Dabei geht es mir weniger um Repräsentativität - dafür ist die Anzahl der Befragten zu gering -, sondern vielmehr um einen interpretativen Zugang zum Selbstverständnis der Informanten. Die jeweilige Lesesozialisation soll so auch unter dem Aspekt betrachtet werden, unter welchen Konditionen sie als Schlüssel für habitualisiertes Lesen

gelten kann. Die Motive und Einstellungen zum Lesen lassen sich demographisch nicht auszählen, sondern lediglich darstellen und interpretieren. Jenseits von Statistiken wird danach gefragt, welchen Stellenwert das Lesen im Leben der Menschen unterschiedlicher Lesergenerationen hat. Wie konstruieren sie im Zusammenhang mit dem Lesen bestimmte Erfahrungs- und Sinnwelten, warum und wie nutzen sie Lesemedien?

Den mehr als 60 Interviewpartnerinnen und -partnern gehört mein Dank. Sie haben bisweilen sehr persönliche Dinge preis gegeben und mir vertraut, ohne genau zu wissen, was ich mit den Interviews anfangen würde. Ohne ihre Auskunftswilligkeit hätte ich das Basismaterial für die vorliegende Arbeit nicht erstellen könnnen.

 

Fußnoten:

[1])Fritz, Angela; Suess, Alexandra: Lesen. Die Bedeutung der Kulturtechnik Lesen für den gesellschaftlichen Kommunikationsprozeß. Konstanz 1986a. S.118.

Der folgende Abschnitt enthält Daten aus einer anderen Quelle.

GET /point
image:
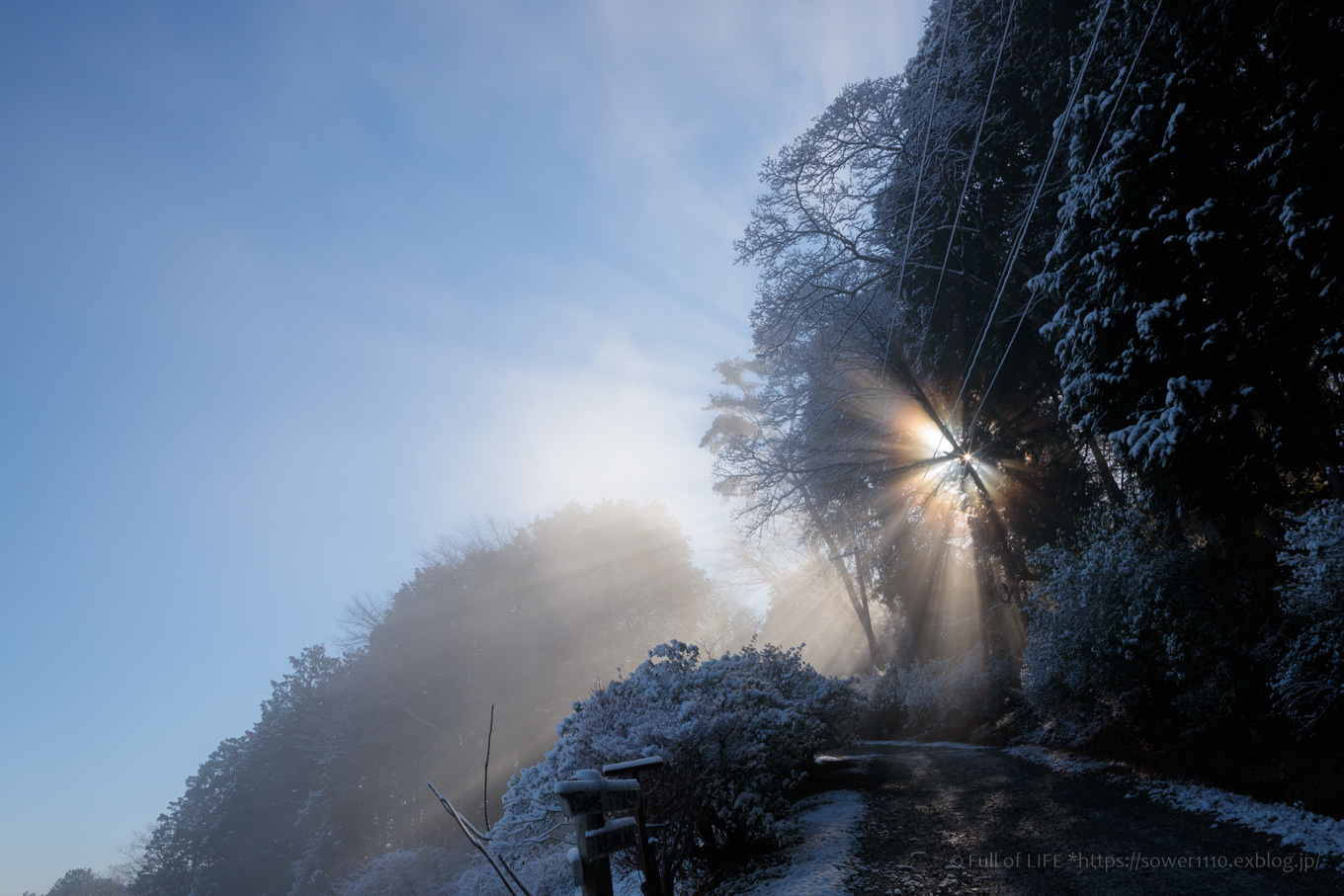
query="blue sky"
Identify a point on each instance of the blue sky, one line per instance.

[2])Fuchs, Werner: Biographische Forschung. Eine Einführung in Praxis und Methoden. Opladen 1984. S.142.

[3])Pfeil, Elisabeth: Großstadtforschung. Entwicklung und gegenwärtiger Stand. Hannover 1972 (2. neubearb. Auflage).

[4])Freudenthal, Herbert: Vereine in Hamburg. Ein Beitrag zur Geschichte und Volkskunde der Geselligkeit. Hamburg 1968. Lehmann, Albrecht: Erzählstruktur und Lebenslauf. Autobiographische Untersuchungen. Frankfurt/M. und New York 1983. hier S.49/50: Lehmann weist darauf hin, daß sein Untersuchungs-Sample ganz bewußt auf die Großstadt beschränkt ist, weil es dringend erforderlich sei, volkskundliche empirische Untersuchungen endlich großstädtisch lebenden Populationen zu widmen.

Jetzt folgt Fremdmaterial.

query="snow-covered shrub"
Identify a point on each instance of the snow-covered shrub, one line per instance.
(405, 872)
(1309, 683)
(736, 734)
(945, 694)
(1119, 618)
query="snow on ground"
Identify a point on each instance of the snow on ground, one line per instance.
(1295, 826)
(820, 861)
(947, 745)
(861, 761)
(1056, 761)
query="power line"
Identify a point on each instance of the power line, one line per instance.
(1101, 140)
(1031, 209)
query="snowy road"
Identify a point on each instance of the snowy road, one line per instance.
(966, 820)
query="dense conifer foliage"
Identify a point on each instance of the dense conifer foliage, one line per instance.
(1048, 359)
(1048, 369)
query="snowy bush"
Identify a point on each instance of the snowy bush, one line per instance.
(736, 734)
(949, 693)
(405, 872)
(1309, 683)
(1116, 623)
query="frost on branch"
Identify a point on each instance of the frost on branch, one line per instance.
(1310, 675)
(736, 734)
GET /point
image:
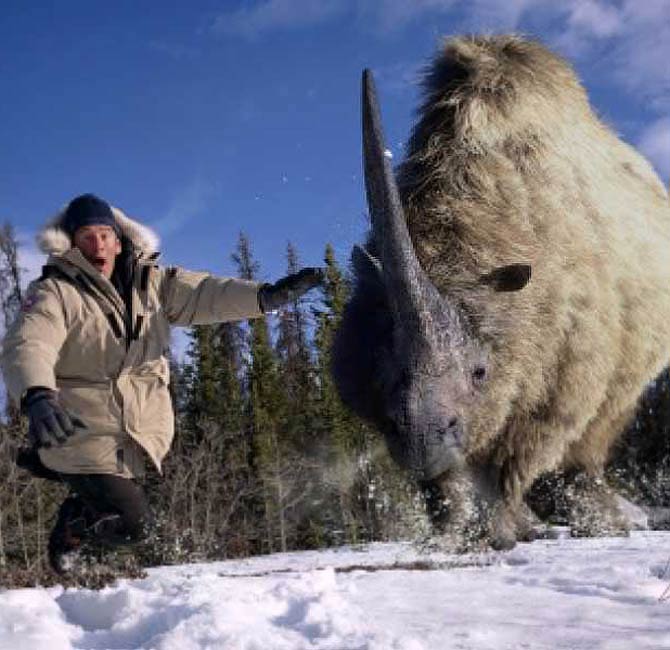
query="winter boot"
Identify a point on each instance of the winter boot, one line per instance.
(65, 541)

[5])Dabei ist stets zu berücksichtigen, daß "Biographien (...) Selbstbeschreibungen von Individuen im Kreuzungsbereich gelebter Lebensgeschichte und gelebter Gesellschaftsgeschichte (sind)." Fischer-Rosenthal, Wolfram; Alheit, Peter (Hrsg.): Biographien in Deutschland. Soziologische Rekonstruktionen gelebter Gesellschaftsgeschichte. Opladen 1995. Hier S.44.

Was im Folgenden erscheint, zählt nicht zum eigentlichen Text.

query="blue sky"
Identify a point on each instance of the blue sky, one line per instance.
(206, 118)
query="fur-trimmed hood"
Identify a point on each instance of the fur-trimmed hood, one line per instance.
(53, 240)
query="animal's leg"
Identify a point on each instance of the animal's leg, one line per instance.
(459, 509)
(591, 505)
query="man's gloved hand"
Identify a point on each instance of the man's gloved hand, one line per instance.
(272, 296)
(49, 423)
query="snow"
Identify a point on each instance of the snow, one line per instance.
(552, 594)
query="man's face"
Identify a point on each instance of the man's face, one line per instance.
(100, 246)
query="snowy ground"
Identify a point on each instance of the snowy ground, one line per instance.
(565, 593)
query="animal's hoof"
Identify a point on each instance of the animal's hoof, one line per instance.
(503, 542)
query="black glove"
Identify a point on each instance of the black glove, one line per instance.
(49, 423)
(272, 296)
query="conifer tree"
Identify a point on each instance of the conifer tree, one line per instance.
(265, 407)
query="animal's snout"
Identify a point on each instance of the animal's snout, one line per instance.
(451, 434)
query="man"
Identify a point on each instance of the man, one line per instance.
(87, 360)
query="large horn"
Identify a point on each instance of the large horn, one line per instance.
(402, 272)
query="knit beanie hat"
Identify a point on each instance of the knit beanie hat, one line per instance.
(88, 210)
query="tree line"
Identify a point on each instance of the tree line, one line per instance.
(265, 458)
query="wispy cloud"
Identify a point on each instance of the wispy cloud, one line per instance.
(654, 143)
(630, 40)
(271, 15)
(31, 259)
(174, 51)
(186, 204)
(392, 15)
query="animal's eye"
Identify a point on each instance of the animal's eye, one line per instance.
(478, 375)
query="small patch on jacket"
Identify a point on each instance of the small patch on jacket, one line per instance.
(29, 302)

[6])Fuchs, wie Anm. 2, S.135: Er weist darauf hin, daß durch die Erweiterung des Sozialisationsbegriffes auf eine lebenslange Gültigkeit statt der Sicht als eine auf Kindheit und Jugend beschränkte Phase die grundsätzlichen Möglichkeiten der Zusammenarbeit im Bereich der Sozialfoschung und Persönlichkeitspsychologie geschaffen wurden. S.127: Die "althergebrachte Arbeitsteilung zwischen Jugendsozialisation, Soziologie des Erwachsenen und Alterssoziologie" ist heute weitgehend nivelliert.

[7])Vgl. Berger, Peter; Luckmann, Thomas: Die gesellschaftliche Konstruktion der Wirklichkeit. Eine Theorie der Wissenssoziologie. Frankfurt/M. 1984. Auf ihrem Konzept zur Konstruktion der Wirklichkeit durch die Gesellschaft basieren meine Ausführungen zur Sozialisation im IV. Kapitel.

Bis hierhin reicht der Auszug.